Evaluating TxGNN using electronic medical records

The robustness of TxGNN suggests that its novel predictions, i.e., drugs that have not yet received clinical approval for a disease but rank high, may be of potential clinical value. Since these therapies are not yet approved for therapeutic use, there is no readily available gold standard to validate them. Given the long-standing clinical practice of out-of-indication drug prescribing, the authors used the co-occurrence enrichment of disease-drug pairs in health system electronic medical records (EMRs) as a proxy indicator of potential indications.

The authors compiled a cohort of 1,272,085 adults with at least one drug prescription and one diagnosis per patient from Mount Sinai Health System medical records (Figure 6a-d).
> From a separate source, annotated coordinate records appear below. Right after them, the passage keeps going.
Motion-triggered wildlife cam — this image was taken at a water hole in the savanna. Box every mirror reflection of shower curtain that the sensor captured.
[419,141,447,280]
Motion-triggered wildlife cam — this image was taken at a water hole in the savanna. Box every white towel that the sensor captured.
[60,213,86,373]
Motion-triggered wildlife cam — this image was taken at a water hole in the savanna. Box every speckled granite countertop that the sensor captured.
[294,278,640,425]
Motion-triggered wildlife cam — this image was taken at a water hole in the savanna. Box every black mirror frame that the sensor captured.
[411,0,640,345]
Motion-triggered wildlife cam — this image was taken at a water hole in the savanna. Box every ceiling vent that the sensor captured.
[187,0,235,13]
In this cohort, 40.1% were male and the mean age was 48.6 years. The authors selected diseases for which at least one patient was diagnosed and medications that were prescribed to at least ten patients, resulting in a dataset containing 478 diseases and 1,290 medications.

Figure 6

Within these medical records, the authors calculated the co-occurrence enrichment of disease-drug pairs by measuring the ratio of the odds of a particular drug being used for a particular disease to its odds of being used for other diseases, yielding 619,200 log odds ratio (log(OR)) values with the necessary statistical corrections. The authors found that FDA-approved disease-drug pairs had significantly higher log(OR) values than other pairs (Figure 6e).
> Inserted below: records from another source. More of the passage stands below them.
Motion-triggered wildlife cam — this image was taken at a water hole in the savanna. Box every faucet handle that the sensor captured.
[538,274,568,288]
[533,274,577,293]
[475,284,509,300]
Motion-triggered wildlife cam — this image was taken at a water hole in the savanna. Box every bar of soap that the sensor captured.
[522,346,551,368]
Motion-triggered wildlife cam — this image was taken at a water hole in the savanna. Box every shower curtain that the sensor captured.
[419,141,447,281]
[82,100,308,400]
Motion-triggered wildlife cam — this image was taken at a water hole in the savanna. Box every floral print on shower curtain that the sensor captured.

For 478 diseases based on EMR phenotypes, TxGNN generated a ranked list of therapeutic candidates. The authors excluded drugs already associated with the disease and categorized the remaining new candidates into: rank 1, top 5, top 5%, and bottom 50%, and calculated their respective mean log(OR) values (Figure 6f). The authors further analyzed the prediction of TxGNN for Wilson's disease, a rare disease that causes copper accumulation in the liver and triggers cirrhosis in children (Figure 6g). The authors observed that TxGNN's prediction of the likelihood of indication for most drugs was close to zero, with only a few drugs showing a high likelihood of indication.

Discussion

Drug repurposing, as an approach to drug discovery, aims to address the high costs, long lead times, and risks associated with developing new drugs. The traditional “single-disease-single-prediction-model” strategy has improved success rates, but most successes are due to accidental discoveries. The authors propose a multi-disease prediction strategy to achieve comprehensive drug repurposing, especially for complex, neglected or rare diseases that lack known treatment options. To this end, the authors developed the TxGNN graph-based model, specifically designed to address diseases with limited data and treatment options.TxGNN is capable of performing zero-sample extrapolation, predicting therapeutic candidates for never-before-seen diseases, and generating interpretable multihop pathways to help experts analyze the potential biological response to a drug. Despite its excellent performance, TxGNN's capabilities are still dependent on the quality of the medical knowledge graph, and data bias and updating issues will need to be addressed in the future.

Bibliography

Huang K, Chandak P, Wang Q, et al. A foundation model for clinician-centered drug repurposing[J]. Nature Medicine, 2024: 1-13.